Sourced from the original master tapes and housed in a mini-LP-style gatefold sleeve, Mobile Fidelity's hybrid SACD of Seven Steps to Heaven adds yet another step (or more) towards the bliss suggested by the album title. Playing with standout clarity, detail, tone, and balance, this numbered-edition reissue pulls back the curtain on the instrumentalists. It presents Davis and Co. amid a wide, deep soundstage whose dimensions and solidity help bring the record's historical importance and musical merit into focus.
And there's nary a passage on this 1963 landmark that isn't great. That Davis manages to make it feel so cohesive and seamless is a testament to the inspired performances and engaging compositions. Davis didn't draw it up the way it unfolded. No matter. He held trump cards that stayed up his sleeve for the next three decades: A drive to be nothing less than superb, a refusal to settle for mediocrity, and standards to which nearly no other composer or player could match. "The toughest critic I got, and the only one I worry about, is myself," Davis wrote in the liner notes. "The music has to get past me."

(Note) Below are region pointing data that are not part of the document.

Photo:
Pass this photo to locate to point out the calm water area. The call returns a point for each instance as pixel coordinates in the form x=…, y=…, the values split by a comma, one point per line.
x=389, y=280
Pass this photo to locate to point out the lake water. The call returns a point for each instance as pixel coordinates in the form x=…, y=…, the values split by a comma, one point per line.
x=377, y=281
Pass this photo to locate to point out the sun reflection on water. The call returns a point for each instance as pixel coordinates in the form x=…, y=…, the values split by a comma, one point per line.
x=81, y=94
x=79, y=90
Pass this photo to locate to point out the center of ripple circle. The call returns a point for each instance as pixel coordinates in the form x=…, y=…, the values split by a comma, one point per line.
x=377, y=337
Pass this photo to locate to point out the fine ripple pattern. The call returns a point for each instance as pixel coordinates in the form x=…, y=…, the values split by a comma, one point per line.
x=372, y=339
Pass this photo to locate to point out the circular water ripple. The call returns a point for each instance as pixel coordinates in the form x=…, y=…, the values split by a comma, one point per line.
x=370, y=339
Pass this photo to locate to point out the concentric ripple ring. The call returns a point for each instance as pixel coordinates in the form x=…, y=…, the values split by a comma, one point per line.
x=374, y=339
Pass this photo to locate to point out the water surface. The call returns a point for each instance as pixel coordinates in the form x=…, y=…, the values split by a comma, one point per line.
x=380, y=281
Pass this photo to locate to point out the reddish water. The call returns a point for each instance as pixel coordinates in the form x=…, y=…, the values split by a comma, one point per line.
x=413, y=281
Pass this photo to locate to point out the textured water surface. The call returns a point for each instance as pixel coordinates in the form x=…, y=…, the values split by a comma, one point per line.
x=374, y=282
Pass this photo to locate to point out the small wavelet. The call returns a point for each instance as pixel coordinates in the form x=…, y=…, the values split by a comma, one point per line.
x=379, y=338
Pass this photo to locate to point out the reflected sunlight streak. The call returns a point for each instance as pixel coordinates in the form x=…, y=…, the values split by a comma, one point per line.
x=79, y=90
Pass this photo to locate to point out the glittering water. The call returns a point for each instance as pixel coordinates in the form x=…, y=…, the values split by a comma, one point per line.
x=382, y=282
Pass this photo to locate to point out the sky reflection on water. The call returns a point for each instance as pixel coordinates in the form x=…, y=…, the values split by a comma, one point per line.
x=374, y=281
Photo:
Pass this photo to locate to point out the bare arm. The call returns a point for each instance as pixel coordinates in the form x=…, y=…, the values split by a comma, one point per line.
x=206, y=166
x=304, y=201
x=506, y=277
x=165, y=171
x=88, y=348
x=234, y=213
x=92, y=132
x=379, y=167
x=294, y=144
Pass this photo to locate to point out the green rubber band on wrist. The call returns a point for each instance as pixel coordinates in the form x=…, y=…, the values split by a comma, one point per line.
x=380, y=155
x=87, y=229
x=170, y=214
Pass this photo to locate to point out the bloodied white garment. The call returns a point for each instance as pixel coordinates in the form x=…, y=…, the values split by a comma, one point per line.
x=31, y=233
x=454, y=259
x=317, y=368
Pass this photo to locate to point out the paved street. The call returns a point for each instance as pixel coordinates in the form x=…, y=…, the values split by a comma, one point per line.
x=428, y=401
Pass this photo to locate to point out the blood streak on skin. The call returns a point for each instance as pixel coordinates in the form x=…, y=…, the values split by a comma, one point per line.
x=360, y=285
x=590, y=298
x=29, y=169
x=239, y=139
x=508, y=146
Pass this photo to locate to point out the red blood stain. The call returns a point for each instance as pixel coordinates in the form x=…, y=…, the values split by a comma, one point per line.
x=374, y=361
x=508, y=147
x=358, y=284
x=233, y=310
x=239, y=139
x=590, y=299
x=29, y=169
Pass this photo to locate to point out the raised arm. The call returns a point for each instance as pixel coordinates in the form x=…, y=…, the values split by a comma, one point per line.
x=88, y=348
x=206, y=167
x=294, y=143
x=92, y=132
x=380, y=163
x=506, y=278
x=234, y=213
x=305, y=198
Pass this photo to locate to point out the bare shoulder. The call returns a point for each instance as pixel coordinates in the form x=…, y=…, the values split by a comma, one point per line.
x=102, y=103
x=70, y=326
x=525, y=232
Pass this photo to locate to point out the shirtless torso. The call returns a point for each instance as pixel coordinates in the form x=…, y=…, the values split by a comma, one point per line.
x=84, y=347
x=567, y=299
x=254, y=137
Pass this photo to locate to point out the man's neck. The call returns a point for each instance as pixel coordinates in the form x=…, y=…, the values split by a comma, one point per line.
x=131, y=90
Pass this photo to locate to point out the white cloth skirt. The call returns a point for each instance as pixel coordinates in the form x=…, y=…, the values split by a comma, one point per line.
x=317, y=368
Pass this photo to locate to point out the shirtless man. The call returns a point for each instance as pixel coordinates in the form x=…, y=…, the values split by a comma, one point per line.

Davis' demanding approach partly explains why he switched up his band between the first and second sessions – and underscores how fast his mind was racing with new ideas. Seven Steps to Heaven acts as the stable bridge between the transitional period that followed the dissolution of his First Great Quintet and formation of the Second; without it, Davis perhaps doesn't invite then-23-year-old Herbie Hancock and a still-teenage Tony Williams into the fold. The trumpeter not only got his men – he preserved in amber for the only time (well, magnetic tape anyway) the chemistry and vibe he achieved with pianist Victor Feldman, drummer Frank Butler, tenor saxophonist George Coleman, and bassist Ron Carter.
That lineup gels for half of the six songs on Seven Steps to Heaven. Captured in Los Angeles April '63, the quintet stretches out on a luxurious reading of the late '20s New Orleans staple "Basin Street Blues"; lays on the romance for a candlelit stroll through the '40s standard "I Fall in Love Too Easily"; and explores the rounded contours and melodic crevices of the early blues "Baby Won't You Please Come Home." The performances are refined, elegant, emotional; the band lets the feelings linger and gives the listener time to absorb the colors and textures.
A month later, Davis returned to New York City with Coleman and Carter, and partnered them with Hancock and Williams. Tellingly, the quintet tried its collective hand at the title track and "Joshua" – Feldman-penned songs already recorded in Los Angeles – as well as the yearning "So Near, So Far." Those are the tunes that comprise the other piece of Seven Steps to Heaven, with the revised quintet's liquid pulse, articulate dynamics, and timing shifts a harbinger of things to come.
It's also worth mentioning that the interpretations of the bounding "Seven Steps to Heaven" – a showcase for Davis' trumpet – and interlocking "Joshua" netted considerable radio airplay and attracted the attention of other contemporaries who covered the songs. Keeping Carter and Williams as the rhythmic engine, and Hancock as the anchor between solo flights and structural motifs, Davis would soon soon welcome Wayne Shorter into the family and transform jazz. Again. The aptly – and, in hindsight, perhaps prophetically titled Seven Steps to Heaven – is how he got there.